L'internazionalizzazione degli istituti scolastici rappresenta oggi una leva fondamentale per arricchire l'offerta formativa e favorire lo sviluppo di competenze trasversali. Attraverso il programma Erasmus+, le scuole italiane hanno l'opportunità di accedere a finanziamenti europei dedicati alla mobilità di docenti, personale ATA e studenti, promuovendo il confronto con realtà educative di altri Paesi.

Accedere a queste risorse richiede una programmazione accurata e la conoscenza delle procedure stabilite dall'Agenzia Nazionale Erasmus+ INDIRE, l'ente che gestisce il programma in Italia per il settore scolastico.

Cos'è l'accreditamento Erasmus

Il primo passo per le scuole che desiderano pianificare attività di mobilità a lungo termine è ottenere l'accreditamento. Si tratta di una sorta di "passaporto" che attesta la capacità dell'istituto di gestire progetti di qualità su base pluriennale. Una volta ottenuto, l'accreditamento semplifica notevolmente la richiesta di finanziamenti annuali, poiché la scuola non deve più presentare una candidatura completa per ogni singolo progetto, ma può concentrarsi sulla richiesta di budget per le attività specifiche.

Le istituzioni che non hanno ancora pianificato una strategia a lungo termine possono comunque iniziare partecipando a progetti di mobilità di breve durata, ideali per acquisire esperienza e consolidare partenariati internazionali.
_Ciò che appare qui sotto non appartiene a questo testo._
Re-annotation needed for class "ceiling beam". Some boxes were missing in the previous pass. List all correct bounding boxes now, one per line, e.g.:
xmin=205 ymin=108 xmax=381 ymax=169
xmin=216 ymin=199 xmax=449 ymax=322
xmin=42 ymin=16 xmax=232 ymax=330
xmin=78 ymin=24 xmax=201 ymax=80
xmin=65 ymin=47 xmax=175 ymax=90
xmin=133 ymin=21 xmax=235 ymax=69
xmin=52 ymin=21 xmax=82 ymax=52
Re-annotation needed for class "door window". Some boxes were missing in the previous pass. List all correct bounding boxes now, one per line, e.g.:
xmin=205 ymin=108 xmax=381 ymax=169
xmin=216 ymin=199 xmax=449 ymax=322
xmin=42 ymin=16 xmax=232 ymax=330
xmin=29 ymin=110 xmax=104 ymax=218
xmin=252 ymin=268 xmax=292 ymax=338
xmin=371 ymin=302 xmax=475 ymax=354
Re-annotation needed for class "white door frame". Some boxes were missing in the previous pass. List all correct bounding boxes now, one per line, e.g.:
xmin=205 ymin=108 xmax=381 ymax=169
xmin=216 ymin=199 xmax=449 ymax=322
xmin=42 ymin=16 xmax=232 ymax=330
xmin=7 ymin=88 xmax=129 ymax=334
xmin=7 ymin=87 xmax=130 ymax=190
Cosa finanzia il programma

I fondi Erasmus+ coprono diverse tipologie di attività, pensate per rispondere alle esigenze di crescita di tutto il personale e del corpo studentesco:

  • Mobilità del personale: corsi di formazione strutturati, attività di job shadowing (osservazione del lavoro presso istituti partner) o incarichi di insegnamento all'estero.
  • Mobilità degli studenti: scambi di gruppo o mobilità individuale, che permettono agli alunni di frequentare lezioni in un altro istituto europeo, favorendo l'apprendimento linguistico e interculturale.
  • Attività di cooperazione: progetti volti allo scambio di buone pratiche e allo sviluppo di innovazioni didattiche condivise tra scuole di diversi Paesi.

Come muoversi per la candidatura

Per le scuole, il punto di riferimento imprescindibile è il portale ufficiale erasmusplus.indire.it. È qui che vengono pubblicati i bandi, le scadenze e le guide operative necessarie per la compilazione dei formulari.

Il processo di candidatura si articola generalmente in tre fasi:

  1. Registrazione: l'istituto deve essere registrato nel sistema europeo di identificazione delle organizzazioni per ottenere il codice OID (Organisation ID), necessario per partecipare a qualsiasi bando.
  2. Analisi dei bisogni: il collegio dei docenti e il dirigente scolastico devono definire un "Piano Erasmus", ovvero un documento programmatico che spieghi quali obiettivi di miglioramento la scuola intende raggiungere attraverso l'esperienza europea.
  3. Presentazione del formulario: la candidatura avviene esclusivamente per via telematica, rispettando le scadenze indicate nel bando annuale di riferimento.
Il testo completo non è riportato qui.